The Hubble Space Telescope captured the brightest quasar in the Early Universe shown above. Less than a billion years after the Big Bang a monster black hole began devouring anything within its gravitational grasp, triggering a burst of star formation around the black hole giving birth to a galaxy. This firestorm of energy equivalent to the light from 600 trillion Suns blazed across the universe.
Quasars, awesomely bright regions in the cores of galaxies powered by gargantuan black holes, are lighthouses in the dark of the infant cosmos. A team of astronomers has detected 83 previously unknown quasars powered by supermassive black holes (SMBHs) in the early Universe, increasing the number of black holes known at that epoch exponentially, revealing, for the first time, how common SMBHs were early in the universe’s history.
Supermassive black holes are found at the centers of galaxies, and have masses millions or even billions of times that of the Sun. While they are prevalent in the modern Universe, it is unclear when they first formed, and how many existed in the early Universe. We cannot observe black holes directly, but when a large quantity of matter falls into a SMBH it releases energy as a bright light that can be seen from across the Universe. This phenomenon is known as a quasar.

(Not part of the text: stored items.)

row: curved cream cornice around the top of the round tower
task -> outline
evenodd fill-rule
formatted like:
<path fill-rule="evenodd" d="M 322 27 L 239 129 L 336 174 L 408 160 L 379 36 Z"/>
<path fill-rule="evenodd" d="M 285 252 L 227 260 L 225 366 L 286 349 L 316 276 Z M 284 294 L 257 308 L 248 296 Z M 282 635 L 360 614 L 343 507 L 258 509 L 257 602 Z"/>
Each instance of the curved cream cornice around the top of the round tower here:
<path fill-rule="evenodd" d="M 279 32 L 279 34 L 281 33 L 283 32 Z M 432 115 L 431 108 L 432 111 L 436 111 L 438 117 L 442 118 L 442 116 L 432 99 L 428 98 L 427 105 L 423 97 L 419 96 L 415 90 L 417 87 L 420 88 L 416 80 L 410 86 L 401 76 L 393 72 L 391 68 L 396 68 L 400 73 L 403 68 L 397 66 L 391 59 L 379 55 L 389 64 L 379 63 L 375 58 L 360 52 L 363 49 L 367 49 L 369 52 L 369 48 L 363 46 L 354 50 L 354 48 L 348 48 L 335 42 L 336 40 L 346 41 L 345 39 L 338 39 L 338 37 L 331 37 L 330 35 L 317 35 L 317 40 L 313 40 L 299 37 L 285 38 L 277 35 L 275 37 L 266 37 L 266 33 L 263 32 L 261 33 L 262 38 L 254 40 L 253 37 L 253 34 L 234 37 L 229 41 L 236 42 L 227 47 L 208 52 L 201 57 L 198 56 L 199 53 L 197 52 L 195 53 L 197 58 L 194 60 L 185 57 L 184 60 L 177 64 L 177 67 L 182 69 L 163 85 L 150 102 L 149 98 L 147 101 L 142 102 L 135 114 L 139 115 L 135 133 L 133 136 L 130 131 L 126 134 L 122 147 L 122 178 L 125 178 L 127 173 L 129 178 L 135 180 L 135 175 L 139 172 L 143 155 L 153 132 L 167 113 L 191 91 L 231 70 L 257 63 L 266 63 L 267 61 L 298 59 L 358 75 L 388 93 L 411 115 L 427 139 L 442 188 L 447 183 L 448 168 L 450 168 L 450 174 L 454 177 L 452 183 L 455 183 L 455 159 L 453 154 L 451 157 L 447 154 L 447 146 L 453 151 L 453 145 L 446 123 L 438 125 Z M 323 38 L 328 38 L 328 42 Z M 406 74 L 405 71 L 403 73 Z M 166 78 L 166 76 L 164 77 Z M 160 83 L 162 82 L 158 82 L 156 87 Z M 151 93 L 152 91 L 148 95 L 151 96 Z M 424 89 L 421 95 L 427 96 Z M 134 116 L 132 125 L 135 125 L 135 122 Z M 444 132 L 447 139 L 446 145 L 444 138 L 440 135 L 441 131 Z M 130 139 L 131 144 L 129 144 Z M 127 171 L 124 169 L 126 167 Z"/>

The image below shows a lonely quasar in the early universe, 13.05 billion light-years away from Earth. The other objects in the field are mostly foreground stars and galaxies.
The research team led by Yoshiki Matsuoka (Ehime University) used the Subaru Telescope to look for quasars in the distant Universe. The most distant quasar discovered by the team is 13.05 billion light-years away, which is tied for the second most distant SMBH ever discovered. Because of the finite speed of light, the light emitted from these objects located 13 billion light-years away must have traveled for 13 billion years to reach us. Thus, the light provides an image of how things looked when it was emitted 13 billion years ago, when the Universe was only five percent of its current age.
The survey revealed 83 previously unknown very distant quasars; together with the 17 quasars already known in the survey region. Previous studies have been sensitive only to the most luminous quasars, and thus the most massive black holes. The new discoveries probe the population of SMBH with masses characteristic of the most common ones seen in the modern Universe, shedding light on their origin. The survey has found that the average spacing between supermassive black holes is a billion light-years.
“The quasars we discovered will be an interesting subject for further follow-up observations with current and future facilities,” said Matsuoka. “We will also learn about the formation and early evolution of SMBHs, by comparing the measured number density and luminosity distribution with predictions from theoretical models.”